RPI created its 7 Best Practice Standards® based on a wealth of knowledge and research in order to help you build or better your recognition program. Standard 1 is recognition strategy and Standard 2 is management responsibility. Both are key to carrying out a successful recognition program. Below you will learn more about the differences between rewards and incentives.
The terms “incentive” and “reward” are often mistakenly used interchangeably, and it is crucial to understand the difference between them when crafting a successful recognition program. Here, we will break down both.
According to Merriam-Webster, the definition of incentive is “something that incites or has a tendency to incite to determination or action.”
Incentives are set in the hopes of motivating employees to achieve something rather than giving them a reward after they have already done something.
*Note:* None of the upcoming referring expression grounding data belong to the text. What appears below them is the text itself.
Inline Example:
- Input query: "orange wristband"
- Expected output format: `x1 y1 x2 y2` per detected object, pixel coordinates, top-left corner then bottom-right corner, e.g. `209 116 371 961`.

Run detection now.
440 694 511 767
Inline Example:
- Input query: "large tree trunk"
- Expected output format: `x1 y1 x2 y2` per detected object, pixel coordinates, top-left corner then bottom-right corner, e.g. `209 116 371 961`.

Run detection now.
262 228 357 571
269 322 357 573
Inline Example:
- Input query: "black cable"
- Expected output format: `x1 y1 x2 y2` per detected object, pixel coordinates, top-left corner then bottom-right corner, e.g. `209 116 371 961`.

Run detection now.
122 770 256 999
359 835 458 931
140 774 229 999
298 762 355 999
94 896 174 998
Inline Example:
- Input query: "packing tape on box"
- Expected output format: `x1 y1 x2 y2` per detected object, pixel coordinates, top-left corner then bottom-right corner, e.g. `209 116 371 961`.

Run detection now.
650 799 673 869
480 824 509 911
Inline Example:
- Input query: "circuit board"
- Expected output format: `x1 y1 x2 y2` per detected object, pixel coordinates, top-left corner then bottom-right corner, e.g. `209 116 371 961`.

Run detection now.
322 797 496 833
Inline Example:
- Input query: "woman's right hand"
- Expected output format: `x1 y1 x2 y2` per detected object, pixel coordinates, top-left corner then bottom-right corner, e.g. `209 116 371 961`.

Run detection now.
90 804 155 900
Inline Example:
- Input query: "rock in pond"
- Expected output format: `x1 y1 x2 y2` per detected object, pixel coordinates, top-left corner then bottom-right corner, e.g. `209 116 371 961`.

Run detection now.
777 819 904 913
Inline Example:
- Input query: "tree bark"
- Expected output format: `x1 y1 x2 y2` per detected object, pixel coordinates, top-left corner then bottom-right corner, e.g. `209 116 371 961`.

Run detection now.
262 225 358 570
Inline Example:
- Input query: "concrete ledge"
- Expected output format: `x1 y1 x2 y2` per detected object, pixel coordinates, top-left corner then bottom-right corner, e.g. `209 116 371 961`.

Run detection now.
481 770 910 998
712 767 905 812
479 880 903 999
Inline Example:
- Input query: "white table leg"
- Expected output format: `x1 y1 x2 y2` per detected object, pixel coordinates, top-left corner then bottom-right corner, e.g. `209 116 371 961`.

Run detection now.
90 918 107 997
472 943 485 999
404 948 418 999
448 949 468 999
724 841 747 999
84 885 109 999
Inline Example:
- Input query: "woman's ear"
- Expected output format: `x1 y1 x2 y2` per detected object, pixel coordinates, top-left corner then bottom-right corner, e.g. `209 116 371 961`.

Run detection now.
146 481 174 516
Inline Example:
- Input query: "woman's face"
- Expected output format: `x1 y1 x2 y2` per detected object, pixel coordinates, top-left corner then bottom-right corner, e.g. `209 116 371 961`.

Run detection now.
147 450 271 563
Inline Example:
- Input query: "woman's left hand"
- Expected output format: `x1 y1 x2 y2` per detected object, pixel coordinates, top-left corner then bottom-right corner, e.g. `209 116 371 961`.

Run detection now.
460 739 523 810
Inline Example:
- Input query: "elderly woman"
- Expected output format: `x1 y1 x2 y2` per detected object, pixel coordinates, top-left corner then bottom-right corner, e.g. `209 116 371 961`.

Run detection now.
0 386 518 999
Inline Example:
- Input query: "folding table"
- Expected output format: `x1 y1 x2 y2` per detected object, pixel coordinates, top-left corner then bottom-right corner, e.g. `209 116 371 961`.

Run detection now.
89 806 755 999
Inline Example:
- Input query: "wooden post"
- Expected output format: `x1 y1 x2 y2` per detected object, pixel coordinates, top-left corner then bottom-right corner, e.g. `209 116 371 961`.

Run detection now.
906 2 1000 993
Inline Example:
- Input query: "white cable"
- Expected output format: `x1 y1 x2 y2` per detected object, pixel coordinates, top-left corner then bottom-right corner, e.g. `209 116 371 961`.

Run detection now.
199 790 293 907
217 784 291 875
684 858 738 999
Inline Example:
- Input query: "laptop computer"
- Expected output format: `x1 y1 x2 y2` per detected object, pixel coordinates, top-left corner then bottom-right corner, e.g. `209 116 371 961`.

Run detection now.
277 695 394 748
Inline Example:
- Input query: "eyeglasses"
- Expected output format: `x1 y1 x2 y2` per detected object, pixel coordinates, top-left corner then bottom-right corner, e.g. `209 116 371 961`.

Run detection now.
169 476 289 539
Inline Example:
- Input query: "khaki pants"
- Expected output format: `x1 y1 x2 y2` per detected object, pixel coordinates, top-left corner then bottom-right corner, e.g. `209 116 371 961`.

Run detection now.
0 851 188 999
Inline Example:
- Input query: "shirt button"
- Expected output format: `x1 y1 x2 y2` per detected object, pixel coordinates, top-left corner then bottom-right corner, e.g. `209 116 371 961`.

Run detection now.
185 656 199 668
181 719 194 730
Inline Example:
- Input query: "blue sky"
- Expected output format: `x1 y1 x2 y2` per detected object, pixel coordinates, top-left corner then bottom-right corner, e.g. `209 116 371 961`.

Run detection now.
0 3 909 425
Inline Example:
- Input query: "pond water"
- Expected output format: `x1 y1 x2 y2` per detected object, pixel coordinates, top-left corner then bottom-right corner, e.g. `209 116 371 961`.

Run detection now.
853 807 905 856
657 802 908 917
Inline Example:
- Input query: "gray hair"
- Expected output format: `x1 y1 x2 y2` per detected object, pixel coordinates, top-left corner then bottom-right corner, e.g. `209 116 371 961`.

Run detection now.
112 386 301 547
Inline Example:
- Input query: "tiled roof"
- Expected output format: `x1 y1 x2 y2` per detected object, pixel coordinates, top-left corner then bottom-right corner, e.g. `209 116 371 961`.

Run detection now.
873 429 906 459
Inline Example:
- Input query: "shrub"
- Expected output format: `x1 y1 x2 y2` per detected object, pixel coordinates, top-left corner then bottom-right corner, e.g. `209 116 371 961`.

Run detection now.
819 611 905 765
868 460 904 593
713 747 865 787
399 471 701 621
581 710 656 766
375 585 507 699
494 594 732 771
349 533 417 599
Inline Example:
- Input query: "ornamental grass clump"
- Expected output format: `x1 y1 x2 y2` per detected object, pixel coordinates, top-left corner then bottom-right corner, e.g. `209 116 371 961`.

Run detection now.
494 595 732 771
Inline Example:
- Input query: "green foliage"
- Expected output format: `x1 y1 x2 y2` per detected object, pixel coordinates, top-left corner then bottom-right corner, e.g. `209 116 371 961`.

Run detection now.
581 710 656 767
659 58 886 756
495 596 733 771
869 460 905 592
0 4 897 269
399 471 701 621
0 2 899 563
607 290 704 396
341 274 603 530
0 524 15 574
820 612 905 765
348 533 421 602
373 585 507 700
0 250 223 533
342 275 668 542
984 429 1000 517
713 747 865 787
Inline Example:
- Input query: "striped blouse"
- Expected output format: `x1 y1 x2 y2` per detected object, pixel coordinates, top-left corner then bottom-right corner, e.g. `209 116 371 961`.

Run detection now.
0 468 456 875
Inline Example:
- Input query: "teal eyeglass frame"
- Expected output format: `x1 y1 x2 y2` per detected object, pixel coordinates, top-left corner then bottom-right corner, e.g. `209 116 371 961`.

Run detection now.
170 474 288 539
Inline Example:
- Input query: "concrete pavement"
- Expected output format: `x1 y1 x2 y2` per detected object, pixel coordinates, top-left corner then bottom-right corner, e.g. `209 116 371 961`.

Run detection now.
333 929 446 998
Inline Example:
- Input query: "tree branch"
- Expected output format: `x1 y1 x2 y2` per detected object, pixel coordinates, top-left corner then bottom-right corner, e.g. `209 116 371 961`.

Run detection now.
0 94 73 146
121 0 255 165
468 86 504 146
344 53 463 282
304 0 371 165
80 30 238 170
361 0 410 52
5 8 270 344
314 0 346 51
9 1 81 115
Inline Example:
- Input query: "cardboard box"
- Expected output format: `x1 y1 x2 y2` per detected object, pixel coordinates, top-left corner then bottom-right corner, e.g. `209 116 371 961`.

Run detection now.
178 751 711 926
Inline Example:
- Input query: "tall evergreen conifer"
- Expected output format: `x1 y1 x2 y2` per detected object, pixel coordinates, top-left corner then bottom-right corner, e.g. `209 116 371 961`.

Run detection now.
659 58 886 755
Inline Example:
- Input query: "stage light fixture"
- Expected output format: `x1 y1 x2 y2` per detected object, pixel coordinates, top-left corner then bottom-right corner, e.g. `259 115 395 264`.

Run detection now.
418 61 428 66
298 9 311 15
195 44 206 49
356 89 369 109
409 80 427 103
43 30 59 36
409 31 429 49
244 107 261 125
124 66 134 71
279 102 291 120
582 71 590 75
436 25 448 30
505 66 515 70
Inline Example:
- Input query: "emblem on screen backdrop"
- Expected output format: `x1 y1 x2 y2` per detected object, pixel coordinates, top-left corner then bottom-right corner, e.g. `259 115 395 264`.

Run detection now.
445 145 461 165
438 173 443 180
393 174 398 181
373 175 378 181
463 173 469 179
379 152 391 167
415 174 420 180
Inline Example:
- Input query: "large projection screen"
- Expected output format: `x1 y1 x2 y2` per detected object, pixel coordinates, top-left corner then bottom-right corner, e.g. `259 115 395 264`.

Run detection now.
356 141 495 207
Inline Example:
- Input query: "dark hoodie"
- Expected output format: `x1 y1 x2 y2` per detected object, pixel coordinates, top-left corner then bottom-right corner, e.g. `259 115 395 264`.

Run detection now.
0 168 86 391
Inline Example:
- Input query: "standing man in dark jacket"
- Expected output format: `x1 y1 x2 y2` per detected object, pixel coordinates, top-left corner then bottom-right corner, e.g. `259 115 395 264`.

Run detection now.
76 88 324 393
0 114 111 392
These programs are great ways to boost morale, teamwork and job satisfaction because they set a goal. Fast Company gives a few great examples of ways you can incentivize your employees.
· Offer a monetary bonus for anyone who can produce a well-thought-out plan to grow or better the company.
· Adjust employees’ schedules so that their workday is based on how long it takes them to complete tasks, not a set 9 am-5 pm window. This has the potential to make employees much more efficient.
· Rethink how you offer equity. The article suggests giving more equity based on the worth of the company rather than how long the employee has been there. This incentivizes everyone to work toward bettering the company.
According to Oxford Dictionary, the definition of reward is “a thing given in recognition of one's service, effort or achievement.”
Rewards are a great way to recognize an employee who has already done something great. They can make your employees feel appreciated and build a positive workplace community. Forbes suggests a few ways you can do this.
· Giving a sincere “thank you” is so simple, yet so effective. Taking the time to tell an employee how much you appreciate them in person can go a long way.
· Recognize an employee in front of their coworkers via email, in a meeting or at a company event. This not only instills a sense of pride but also demonstrates what behavior you want to see.
· Pay attention to their interests and give them rewards you know they will like. For example, if they love baseball, leave a few tickets on their desk.